Graças a Deus, sempre fui bobo

Publicado em Andei Pensando..., Educação, Cotidiano, Relacionamento e Psicologia.


Graças a Deus, sempre fui bobo

Nesses tempos de estremada valorização dos estereótipos, com a primeira impressão sendo infelizmente tão decisiva, que atitude devemos ter para melhor conviver com tanta cobrança e comparação social.   O status financeiro, apresentado via grifes, quer de roupa, carro, equipamento tecnológico, carne e outros itens, implementado pelo status intelectual que muitas vezes fica restrito a meia dúzia de temas que insistem em não se aprofundar e velozmente são substituídos por outros mais emergentes, que muitas vezes também são descartados com facilidade, apesar de sua aparência fundamental, já não mais preenche o espaço dos sonhos, se desfazendo como castelo de gelo na areia da praia.

Dentro desse contexto, até parece que para se obter algum sucesso nessa vida, sempre se fará necessário ser reconhecido popularmente como um “esperto de plantão”. Mas, por que motivo a chamada esperteza, também definida como astúcia ou lábia, faz tanto barulho em nosso meio?

Curioso o fato de que ao se aliar sucesso à esperteza estamos hipervalorizando o conceito de superar o outro à malandragem, típica de boa parte da história de nosso povo tupiniquim. Por que não podemos ouvir, respeitar e até mesmo assimilar opiniões alheias, escolhendo nossas compras pelos seus aspectos de custo-benefício e nossos assuntos, nos atirando sem medo em um leque de temas atemporais e sempre significativos, como a importância dos valores, sonhos e consequentes projetos de cada um.

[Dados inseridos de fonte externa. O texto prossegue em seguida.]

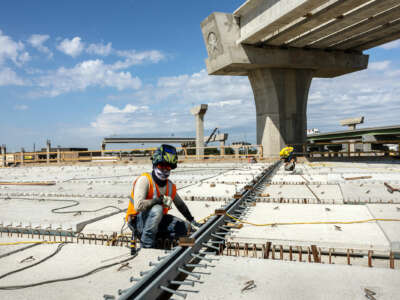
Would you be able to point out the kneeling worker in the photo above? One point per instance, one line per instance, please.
(151, 198)
(290, 160)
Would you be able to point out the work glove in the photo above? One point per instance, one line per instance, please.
(167, 201)
(157, 200)
(195, 225)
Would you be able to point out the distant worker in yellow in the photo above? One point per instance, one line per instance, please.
(152, 197)
(288, 157)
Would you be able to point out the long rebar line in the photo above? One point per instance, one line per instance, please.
(59, 247)
(17, 287)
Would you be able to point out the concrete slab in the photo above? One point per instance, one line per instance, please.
(363, 236)
(38, 212)
(292, 280)
(390, 229)
(72, 260)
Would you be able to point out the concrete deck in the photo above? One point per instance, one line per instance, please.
(293, 280)
(365, 236)
(72, 260)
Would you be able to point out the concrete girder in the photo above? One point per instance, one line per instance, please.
(259, 18)
(220, 33)
(280, 78)
(372, 35)
(322, 16)
(363, 26)
(379, 42)
(341, 22)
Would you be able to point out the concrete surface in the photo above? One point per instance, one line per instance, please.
(292, 280)
(366, 236)
(72, 260)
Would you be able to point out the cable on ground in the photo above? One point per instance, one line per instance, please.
(311, 223)
(35, 264)
(17, 287)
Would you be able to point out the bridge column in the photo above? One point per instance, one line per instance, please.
(280, 76)
(48, 146)
(103, 148)
(281, 106)
(22, 156)
(3, 155)
(199, 112)
(222, 148)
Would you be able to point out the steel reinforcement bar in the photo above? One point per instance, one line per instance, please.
(159, 282)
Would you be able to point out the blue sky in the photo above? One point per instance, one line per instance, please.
(77, 71)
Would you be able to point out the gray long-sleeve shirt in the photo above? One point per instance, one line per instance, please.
(142, 204)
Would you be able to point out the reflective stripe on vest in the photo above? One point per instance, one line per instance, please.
(170, 191)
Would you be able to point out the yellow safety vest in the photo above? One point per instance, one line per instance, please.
(170, 191)
(285, 152)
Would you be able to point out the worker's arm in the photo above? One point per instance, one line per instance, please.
(183, 209)
(140, 193)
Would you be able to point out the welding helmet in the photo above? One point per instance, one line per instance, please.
(165, 154)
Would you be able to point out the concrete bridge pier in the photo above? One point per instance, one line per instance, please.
(48, 146)
(3, 155)
(281, 107)
(199, 112)
(280, 76)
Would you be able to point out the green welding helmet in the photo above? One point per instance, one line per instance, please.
(165, 154)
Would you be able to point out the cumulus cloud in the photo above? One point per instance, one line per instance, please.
(83, 75)
(129, 108)
(21, 107)
(72, 47)
(99, 49)
(37, 41)
(9, 77)
(14, 51)
(373, 93)
(132, 57)
(229, 98)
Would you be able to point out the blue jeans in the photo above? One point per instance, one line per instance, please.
(153, 224)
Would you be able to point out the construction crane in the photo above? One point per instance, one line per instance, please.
(212, 135)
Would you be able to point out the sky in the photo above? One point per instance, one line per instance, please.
(75, 72)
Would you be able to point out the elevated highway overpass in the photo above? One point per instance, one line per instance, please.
(281, 45)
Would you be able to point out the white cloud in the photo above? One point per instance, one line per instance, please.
(99, 49)
(37, 41)
(225, 103)
(133, 57)
(83, 75)
(21, 107)
(379, 65)
(391, 45)
(9, 49)
(9, 77)
(129, 108)
(373, 93)
(229, 98)
(72, 47)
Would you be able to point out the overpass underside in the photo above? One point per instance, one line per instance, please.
(281, 45)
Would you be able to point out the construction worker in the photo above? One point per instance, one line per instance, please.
(288, 157)
(151, 197)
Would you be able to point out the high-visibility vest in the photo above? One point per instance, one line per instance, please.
(170, 191)
(285, 152)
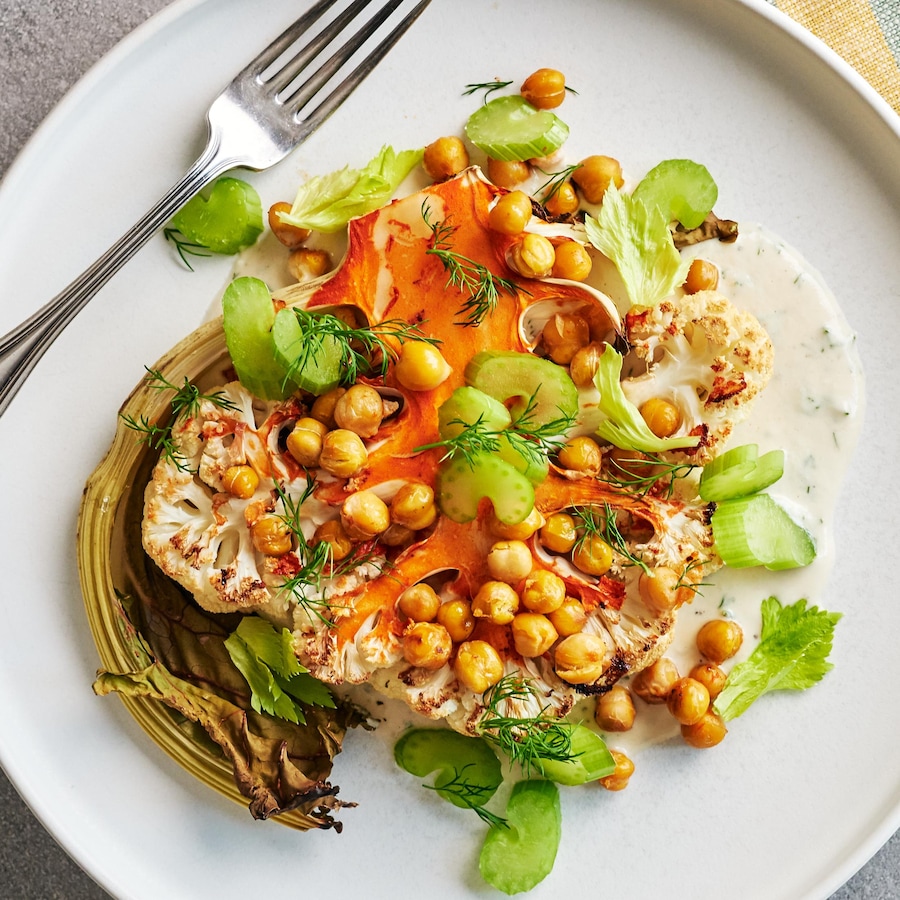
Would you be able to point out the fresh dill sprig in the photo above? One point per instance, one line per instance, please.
(602, 521)
(466, 275)
(185, 247)
(469, 793)
(533, 442)
(639, 476)
(471, 440)
(528, 740)
(157, 438)
(555, 180)
(686, 580)
(363, 351)
(536, 441)
(316, 561)
(487, 86)
(186, 399)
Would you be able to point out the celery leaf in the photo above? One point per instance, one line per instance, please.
(792, 654)
(264, 656)
(623, 425)
(328, 202)
(638, 241)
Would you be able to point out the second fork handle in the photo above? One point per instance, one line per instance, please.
(22, 348)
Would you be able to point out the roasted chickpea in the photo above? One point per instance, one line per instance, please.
(711, 677)
(581, 454)
(495, 601)
(533, 634)
(240, 481)
(564, 335)
(543, 591)
(413, 506)
(421, 366)
(304, 443)
(615, 710)
(572, 261)
(478, 665)
(290, 235)
(593, 555)
(532, 256)
(584, 364)
(343, 453)
(581, 658)
(360, 410)
(688, 700)
(444, 158)
(323, 407)
(509, 561)
(559, 533)
(305, 264)
(511, 213)
(663, 417)
(545, 88)
(364, 515)
(705, 733)
(507, 174)
(595, 174)
(653, 684)
(618, 780)
(563, 201)
(271, 535)
(333, 533)
(570, 618)
(702, 276)
(456, 616)
(419, 602)
(426, 645)
(520, 531)
(720, 639)
(662, 589)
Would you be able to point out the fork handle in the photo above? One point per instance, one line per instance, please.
(21, 348)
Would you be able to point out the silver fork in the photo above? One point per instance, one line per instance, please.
(253, 124)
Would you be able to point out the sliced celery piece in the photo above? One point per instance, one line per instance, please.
(466, 766)
(518, 856)
(321, 370)
(508, 375)
(226, 220)
(756, 531)
(248, 315)
(510, 128)
(463, 483)
(591, 760)
(682, 189)
(740, 471)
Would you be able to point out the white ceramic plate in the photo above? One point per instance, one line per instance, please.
(806, 787)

Até parece que necessário é ter uma atitude que navegue entre a superação constante e o não deixar rastros de fragilidade, constantemente nos mostrando como super-heróis da existência. Para que tanta máscara e marra? Coisa horrível a obrigação de ser poderoso e totalmente responsável pelo que quer que seja. Muito mais simples, inteligente e economizador de tempo (algo que dizem estar tão em falta), deixarmo-nos levar pelas experiências que nos são apresentadas a todo momento, sempre com novas alternativas que tendem a aguçar nossa capacidade de reflexão e um conjunto de competências ainda latente em nossas entranhas.

Sinceramente não me sinto confortável com essa idolatria à sagacidade sem reflexão. Espertos tendem a atropelar ou ser atropelados por suas induções e condutas atabalhoadas. Por outro lado, o tão famigerado conceito de inocência ou até mesmo “bobeira”, satirizado e mesmo rejeitado nos meios acadêmicos ou esnobes, eliminam essa obrigação da superação a toda prova e todo momento, nos deixando livres para errar e (vez ou outra) tentar novamente.

Pensando em determinada célebre colocação de Aristóteles quando diz: “...somos o que repetidamente fazemos.” e “a excelência, portanto, não é um feito, mas um hábito”, atrevo-me a dizer que a não dependência de um impositivo estilo externo que nos engesse é fundamental na formação de pessoas capazes de bem viver dentro de uma sociedade que em constante mutação, sempre sente de um “algo a mais”.

Em tempo, lembro aqui que sucesso se difere de excelência, pelo fato do primeiro estar ligado ao superar o outro, enquanto que o segundo se preocupa com a auto superação, diuturnamente. Quer saber; aguardo o dia em que tenhamos a consciência de que muito de nosso sofrimento nada mais é que a consequência direta da necessidade de se viver prisioneiro de um “reality show”; em que a opinião dos espectadores de nossa vida é fundamental, e que só a partir dela teremos condições de eliminar alguém para não ser eliminado antes. Eliminar quem e por que?

Olha, diante dessa mesmice, muito me orgulho de dizer que “graças a Deus, sempre fui bobo”.